As if to make matters worse, I now have another problem. It seems that 'impersonal' doctrines are essential to my 'personal' spiritual life because I can't know anything about Jesus for certain without them. But whose doctrines? There are so many Christian denominations, and each paint their own picture of who my Lord and Friend truly was, and what He meant when He said and did what He said and did. Surely, it would be a disaster to try to build up a true relationship with a false Jesus? We've all seen (and perhaps been in) relationships which weren't founded on the whole truth eventually collapse, and when they do, we think to ourselves, "Well, that was bound to happen." Am I really prepared to put up with that possibility in the most important relationship I'll ever have?

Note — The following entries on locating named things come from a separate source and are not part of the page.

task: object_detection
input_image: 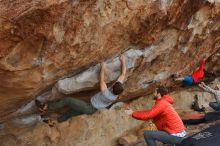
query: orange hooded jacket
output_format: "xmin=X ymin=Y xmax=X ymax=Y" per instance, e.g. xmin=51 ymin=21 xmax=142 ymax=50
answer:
xmin=132 ymin=95 xmax=185 ymax=134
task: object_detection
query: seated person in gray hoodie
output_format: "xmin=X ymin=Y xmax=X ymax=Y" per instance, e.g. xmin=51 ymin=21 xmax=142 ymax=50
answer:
xmin=199 ymin=82 xmax=220 ymax=111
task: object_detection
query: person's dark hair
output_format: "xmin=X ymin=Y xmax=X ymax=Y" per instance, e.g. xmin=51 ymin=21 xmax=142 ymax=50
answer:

Which brings us back to Newman. Believe it or not, the opening quote is from him. Here it is in context, from the speech he made upon being appointed a cardinal: "Liberalism in religion is the doctrine that there is no positive truth in religion, but that one creed is as good as another." He describes this as the "great mischief" of his time (and ours) to which he had always opposed himself, "to the best of my powers." Simply put, contrary to common opinion, it matters a great deal which church you belong to, which church's doctrines you follow, because you'll be following its 'version' of Jesus, even if you're not aware that's what you're doing. For this reason, the truth or falsehood of doctrines and dogmas is an intensely personal, spiritual matter for Newman, and for us. Where can we find the real Jesus?